After that Mr. Schiller got down to the bottom line: Mrs. Easley’s got a contract with State College. There’s no way she’s going to resign. Period.
Years ago, Nobel Prize winner William Faulkner wrote three novels (The Hamlet, The Town and The Mansion) about the rise of a strange – and mythic – clan down in Yoknapatawpha County Mississippi.
Flem Snopes left his home in the Mississippi hill country for the flat lands around Jefferson, Mississippi at the turn of the last century. Unburdened by scruples, blessed with devilish cunning and with an indomitable lust for hard cash when he arrived in town he got a job in a café as a cook – and in the blink of an eye owned the cafe.
Then he moved on to the water works where he could not just earn a salary (while not working) but supplement his income by stealing parts, like the brass valves on the boilers. After that a swarm of Snopes’ descended on Jefferson like a plague of locusts – then Flem figured out his real calling was banking and Jefferson, Mississippi was never the same.
It was just lucky for Mississippi Flem Snopes never thought of being Governor.
But Mike Easley did and his high jinx as governor are worthy of the fictional (and mythic) escapades of the Snopes.
First Easley put his ‘cousin’ McQueen Campbell on the Board of NC State University; then, between flying around in McQueen’s plane and making land deals, he stopped long enough to get cousin McQueen to pull a few strings for him.
It seems the Provost at State held his job as a ‘temporary’ appointment;—so (it looks like, even if it’s not a proven fact yet) Mike or McQueen offered to get that job made permanent if, in exchange, the Provost hired Mrs.
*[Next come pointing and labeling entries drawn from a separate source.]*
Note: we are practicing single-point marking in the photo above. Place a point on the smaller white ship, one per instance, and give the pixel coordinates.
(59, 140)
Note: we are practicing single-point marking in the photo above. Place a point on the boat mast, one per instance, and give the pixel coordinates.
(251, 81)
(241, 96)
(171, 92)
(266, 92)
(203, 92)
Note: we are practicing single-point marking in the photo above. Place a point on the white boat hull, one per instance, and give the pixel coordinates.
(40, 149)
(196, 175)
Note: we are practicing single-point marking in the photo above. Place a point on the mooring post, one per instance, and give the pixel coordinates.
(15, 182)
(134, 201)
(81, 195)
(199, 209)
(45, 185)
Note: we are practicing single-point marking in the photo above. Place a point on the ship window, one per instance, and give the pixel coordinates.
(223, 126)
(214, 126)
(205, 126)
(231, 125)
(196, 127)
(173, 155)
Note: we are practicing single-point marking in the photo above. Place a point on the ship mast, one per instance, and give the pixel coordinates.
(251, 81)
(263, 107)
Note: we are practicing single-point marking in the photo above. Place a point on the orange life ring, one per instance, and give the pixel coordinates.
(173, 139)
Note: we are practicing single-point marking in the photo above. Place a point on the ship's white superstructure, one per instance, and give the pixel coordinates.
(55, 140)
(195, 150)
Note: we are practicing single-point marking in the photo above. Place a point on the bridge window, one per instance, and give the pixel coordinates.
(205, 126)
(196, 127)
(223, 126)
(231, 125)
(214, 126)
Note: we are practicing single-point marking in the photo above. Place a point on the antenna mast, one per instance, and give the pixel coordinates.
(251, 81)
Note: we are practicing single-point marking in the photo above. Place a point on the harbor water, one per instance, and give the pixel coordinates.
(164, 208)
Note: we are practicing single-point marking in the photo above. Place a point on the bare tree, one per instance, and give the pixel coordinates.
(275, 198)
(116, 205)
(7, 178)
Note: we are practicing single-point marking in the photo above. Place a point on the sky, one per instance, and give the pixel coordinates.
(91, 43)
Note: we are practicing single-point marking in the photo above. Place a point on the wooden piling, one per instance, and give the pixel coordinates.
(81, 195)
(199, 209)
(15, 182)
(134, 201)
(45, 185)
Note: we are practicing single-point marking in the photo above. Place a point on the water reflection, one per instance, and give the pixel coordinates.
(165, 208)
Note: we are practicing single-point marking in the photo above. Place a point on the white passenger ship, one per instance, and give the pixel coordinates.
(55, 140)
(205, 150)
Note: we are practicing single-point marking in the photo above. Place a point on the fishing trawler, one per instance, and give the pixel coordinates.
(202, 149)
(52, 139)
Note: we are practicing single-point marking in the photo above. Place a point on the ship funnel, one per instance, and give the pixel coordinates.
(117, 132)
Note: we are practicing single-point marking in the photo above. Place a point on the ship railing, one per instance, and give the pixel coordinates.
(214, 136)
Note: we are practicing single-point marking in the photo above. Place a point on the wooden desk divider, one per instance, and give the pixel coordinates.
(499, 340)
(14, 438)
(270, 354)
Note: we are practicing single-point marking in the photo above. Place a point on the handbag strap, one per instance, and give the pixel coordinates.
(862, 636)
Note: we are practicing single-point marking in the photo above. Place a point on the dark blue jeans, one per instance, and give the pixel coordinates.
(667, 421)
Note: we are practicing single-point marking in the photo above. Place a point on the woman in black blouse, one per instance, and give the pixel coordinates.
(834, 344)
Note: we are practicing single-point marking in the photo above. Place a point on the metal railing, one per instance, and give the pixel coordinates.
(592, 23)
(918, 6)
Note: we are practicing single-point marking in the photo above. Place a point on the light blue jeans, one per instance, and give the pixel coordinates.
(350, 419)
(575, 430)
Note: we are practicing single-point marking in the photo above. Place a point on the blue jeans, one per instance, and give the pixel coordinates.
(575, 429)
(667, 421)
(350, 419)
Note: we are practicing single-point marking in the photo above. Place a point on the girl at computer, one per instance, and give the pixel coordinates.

Easley for $80,000 a year.
Next they waited until a respectable amount of time passed, went back to the Provost and suggested he double Mrs. Easley’s salary and, since Mike was about to leave office, give her a five year contract.
Everything went along fine for another year, until McQueen’s string pulling at State ended up on the front page.
That prompted the President of UNC, Erskine Bowles, to ask Mrs. Easley to resign. But that kind of thinking didn’t make anymore sense to Governor Easley than it would have, say, to Flem Snopes.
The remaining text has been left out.